Gianna grabs at the front of my shirt, but I block her with my open palm. She meets my gaze. The resolve in her expression loosens like she’s torn between what she’s ordered to do and what she wants to do. Her shoulders rise and fall heavily. She’s an Earther like Weslie, like most of these people. I’ve never considered the emotional toll working for my mother must have on her.

A man lunges for her.

“Back off!” She whips around, and he freezes with the muzzle of her gun pressed to his forehead before she kicks him back into the crowd.

“Jupe, please…” my father begs.

I can see what he doesn’t say in his eyes.I can’t lose you, too.

Andi’s death broke my family. Or maybe I just didn’t realize how fragile our connections were until she was gone. Like she was the part that kept us functioning. The missing piece that meant without her we’d never run right again.

Dad tries to stand, but the straps catch him. He starts to unclamp the complicated harness holding him in his seat.

I look to where Weslie disappeared into the crowd. A tugging sensation in the pit of my stomach draws me back like an invisible thread still connecting us. And somehow, I know it’s permanent. That no matter what happened to either of us, it would always be pulling me toward her, even if I got on that escape pod and she didn’t make it out. My chest is suddenly painfully hollow at the thought.

“That’s it! I’m getting my kids on that pod,” a woman shrieks, charging toward us with a small child in each arm.

Gianna fires at the ceiling, stepping through the door and reaching for me, but I duck out of her grip, opening a path for the mother and twins to dive into the pod.

I turn back to my parents, my eyes flicking from one to the other. “I’m sorry.”

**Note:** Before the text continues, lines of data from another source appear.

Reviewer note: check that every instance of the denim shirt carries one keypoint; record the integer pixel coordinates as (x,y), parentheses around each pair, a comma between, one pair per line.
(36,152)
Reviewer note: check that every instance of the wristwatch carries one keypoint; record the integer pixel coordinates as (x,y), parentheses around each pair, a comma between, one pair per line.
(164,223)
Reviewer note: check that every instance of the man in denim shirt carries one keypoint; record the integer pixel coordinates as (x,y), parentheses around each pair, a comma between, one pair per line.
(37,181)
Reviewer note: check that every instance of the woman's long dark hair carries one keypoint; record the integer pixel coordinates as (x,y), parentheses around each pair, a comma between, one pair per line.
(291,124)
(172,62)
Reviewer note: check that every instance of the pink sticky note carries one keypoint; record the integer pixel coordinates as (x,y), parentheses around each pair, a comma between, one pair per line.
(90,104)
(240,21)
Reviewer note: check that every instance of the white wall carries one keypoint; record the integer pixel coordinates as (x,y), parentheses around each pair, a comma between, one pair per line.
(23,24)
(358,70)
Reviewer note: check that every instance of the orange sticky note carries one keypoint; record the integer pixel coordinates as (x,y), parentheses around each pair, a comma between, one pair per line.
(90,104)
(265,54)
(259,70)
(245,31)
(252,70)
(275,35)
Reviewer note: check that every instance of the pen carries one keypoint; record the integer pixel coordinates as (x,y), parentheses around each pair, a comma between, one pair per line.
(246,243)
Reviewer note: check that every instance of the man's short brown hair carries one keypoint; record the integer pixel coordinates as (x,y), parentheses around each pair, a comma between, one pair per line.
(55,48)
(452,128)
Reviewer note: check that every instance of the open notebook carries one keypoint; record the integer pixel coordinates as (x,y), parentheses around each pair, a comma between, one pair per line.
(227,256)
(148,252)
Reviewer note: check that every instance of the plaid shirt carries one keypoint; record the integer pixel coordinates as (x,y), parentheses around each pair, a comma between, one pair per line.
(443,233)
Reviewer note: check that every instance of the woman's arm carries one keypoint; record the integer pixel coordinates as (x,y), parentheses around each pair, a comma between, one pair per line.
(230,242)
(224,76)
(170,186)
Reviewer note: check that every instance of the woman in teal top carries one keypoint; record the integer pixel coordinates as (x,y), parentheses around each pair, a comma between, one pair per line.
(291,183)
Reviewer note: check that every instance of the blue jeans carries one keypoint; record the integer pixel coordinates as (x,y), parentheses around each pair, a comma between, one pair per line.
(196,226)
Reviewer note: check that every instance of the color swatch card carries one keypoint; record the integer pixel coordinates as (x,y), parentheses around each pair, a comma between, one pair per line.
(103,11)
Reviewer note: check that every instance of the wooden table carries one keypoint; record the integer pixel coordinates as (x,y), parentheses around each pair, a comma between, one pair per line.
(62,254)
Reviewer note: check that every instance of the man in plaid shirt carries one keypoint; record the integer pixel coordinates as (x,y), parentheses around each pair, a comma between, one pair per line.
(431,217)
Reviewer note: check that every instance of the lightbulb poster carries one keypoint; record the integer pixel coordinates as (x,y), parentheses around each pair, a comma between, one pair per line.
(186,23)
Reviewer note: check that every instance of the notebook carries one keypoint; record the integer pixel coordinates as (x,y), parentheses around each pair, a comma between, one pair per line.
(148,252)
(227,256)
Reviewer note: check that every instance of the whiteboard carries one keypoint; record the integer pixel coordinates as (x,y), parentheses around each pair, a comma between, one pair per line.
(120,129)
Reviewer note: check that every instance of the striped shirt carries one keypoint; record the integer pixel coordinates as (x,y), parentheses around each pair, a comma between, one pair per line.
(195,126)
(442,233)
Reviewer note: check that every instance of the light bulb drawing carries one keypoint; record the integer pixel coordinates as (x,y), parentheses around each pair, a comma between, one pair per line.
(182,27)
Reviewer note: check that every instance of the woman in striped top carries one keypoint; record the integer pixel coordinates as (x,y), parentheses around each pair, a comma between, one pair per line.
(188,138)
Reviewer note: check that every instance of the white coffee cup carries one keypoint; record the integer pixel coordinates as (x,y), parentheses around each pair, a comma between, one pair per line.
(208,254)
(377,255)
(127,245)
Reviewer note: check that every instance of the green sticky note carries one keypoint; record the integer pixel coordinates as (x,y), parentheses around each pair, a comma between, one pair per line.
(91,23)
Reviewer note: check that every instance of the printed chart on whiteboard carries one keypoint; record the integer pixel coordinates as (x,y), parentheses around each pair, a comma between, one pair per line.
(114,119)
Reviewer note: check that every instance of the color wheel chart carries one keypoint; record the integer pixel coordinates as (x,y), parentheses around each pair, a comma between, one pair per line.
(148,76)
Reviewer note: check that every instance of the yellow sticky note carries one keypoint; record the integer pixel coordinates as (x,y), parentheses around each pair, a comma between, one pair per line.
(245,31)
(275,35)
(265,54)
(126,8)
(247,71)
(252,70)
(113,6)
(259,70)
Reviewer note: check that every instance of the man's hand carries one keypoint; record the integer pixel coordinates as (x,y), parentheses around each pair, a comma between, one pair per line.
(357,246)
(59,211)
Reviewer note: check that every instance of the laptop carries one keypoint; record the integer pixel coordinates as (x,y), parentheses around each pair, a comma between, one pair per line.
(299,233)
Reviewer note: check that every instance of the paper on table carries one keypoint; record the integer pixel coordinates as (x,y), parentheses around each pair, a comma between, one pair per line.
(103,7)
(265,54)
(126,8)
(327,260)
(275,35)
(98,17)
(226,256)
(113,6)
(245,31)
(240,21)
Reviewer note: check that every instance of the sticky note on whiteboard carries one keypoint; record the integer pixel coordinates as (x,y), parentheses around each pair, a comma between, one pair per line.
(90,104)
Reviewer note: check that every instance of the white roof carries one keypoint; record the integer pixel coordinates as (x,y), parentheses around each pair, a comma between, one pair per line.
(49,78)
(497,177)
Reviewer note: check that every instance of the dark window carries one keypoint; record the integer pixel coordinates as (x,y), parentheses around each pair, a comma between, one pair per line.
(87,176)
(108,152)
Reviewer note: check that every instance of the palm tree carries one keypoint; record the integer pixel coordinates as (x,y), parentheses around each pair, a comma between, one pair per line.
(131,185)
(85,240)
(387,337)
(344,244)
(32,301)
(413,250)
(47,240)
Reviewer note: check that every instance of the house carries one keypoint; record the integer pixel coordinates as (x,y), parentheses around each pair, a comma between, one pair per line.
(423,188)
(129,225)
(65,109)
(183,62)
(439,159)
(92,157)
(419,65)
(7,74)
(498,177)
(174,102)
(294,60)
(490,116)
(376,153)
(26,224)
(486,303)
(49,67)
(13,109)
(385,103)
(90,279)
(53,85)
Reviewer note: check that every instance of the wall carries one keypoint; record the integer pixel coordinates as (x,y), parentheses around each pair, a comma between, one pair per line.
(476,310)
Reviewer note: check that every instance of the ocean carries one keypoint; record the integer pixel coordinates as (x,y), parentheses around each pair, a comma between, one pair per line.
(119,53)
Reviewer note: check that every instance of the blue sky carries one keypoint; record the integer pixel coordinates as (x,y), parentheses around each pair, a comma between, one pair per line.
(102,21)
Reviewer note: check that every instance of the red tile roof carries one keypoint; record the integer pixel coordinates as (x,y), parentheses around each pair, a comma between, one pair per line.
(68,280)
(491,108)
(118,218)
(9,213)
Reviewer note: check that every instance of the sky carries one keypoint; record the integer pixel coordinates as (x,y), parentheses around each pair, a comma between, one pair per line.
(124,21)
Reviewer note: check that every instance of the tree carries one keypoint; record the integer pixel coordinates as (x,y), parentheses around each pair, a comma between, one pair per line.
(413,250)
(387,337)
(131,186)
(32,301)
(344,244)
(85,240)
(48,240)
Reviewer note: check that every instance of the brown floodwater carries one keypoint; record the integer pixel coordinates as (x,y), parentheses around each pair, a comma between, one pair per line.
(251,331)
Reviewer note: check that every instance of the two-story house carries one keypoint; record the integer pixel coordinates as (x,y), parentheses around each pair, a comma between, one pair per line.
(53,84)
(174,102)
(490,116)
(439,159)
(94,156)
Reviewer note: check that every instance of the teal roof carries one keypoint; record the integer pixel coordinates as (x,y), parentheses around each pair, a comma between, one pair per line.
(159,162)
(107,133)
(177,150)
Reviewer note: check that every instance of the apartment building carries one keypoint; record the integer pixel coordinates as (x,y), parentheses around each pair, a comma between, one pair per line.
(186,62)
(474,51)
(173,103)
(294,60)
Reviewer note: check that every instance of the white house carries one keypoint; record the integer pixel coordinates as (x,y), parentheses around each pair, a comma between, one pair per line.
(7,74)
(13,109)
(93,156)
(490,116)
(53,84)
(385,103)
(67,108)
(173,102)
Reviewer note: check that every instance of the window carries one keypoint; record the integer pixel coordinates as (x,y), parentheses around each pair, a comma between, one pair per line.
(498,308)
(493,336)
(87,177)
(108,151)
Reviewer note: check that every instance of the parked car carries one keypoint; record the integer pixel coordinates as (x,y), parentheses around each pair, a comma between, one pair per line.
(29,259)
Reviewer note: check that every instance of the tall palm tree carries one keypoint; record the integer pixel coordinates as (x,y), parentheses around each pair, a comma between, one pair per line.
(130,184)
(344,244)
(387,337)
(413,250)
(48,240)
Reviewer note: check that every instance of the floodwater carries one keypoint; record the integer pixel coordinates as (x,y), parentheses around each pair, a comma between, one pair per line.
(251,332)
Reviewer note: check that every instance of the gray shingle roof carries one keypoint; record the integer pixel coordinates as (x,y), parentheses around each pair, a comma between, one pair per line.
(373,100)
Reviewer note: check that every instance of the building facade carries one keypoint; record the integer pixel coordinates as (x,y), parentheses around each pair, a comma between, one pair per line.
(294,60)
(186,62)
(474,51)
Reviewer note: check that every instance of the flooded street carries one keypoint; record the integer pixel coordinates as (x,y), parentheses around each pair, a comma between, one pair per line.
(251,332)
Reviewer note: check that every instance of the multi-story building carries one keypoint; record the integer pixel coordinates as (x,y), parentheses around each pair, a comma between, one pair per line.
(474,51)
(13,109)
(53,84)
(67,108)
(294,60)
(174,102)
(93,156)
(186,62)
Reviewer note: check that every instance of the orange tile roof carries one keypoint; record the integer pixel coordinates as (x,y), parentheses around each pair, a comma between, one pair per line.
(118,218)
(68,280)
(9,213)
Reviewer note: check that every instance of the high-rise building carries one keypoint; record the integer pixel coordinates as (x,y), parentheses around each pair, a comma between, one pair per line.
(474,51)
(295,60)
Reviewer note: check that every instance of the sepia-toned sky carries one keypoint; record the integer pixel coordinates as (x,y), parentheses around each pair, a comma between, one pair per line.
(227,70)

I barrel into the crowd, fighting against the rush for the escape pod. Their last hope for survival. Possibly mine. But I have to get to Weslie. I turn back, watching as the passengers pass their children toward the front, forcing them into the pod with my parents. Gianna brandishes her gun, holding back the tide until the last of the children is thrust inside. She dips her head to me and ducks through the doorway.

“Nooo—” My mom’s scream is cut off by the sealing door as Gianna hits the release button and they’re catapulted into space.

The current of the remaining crowd shifts like crashing water, pushing me in every direction.

“We’re all going to die!” a woman screams.

Hands grab at my shirt. A shoulder slams into my chest. Fingernails claw at my bare forearm. I search the sea of faces, but she’s not here. I’m knocked backward, losing ground, and grab a handful of someone’s jacket before I fall.

“Let go!” the man next to me shouts.

Barely keeping my footing, I duck under swinging arms, trip over moving feet. I pull myself through the chaos until I break through. “Weslie!”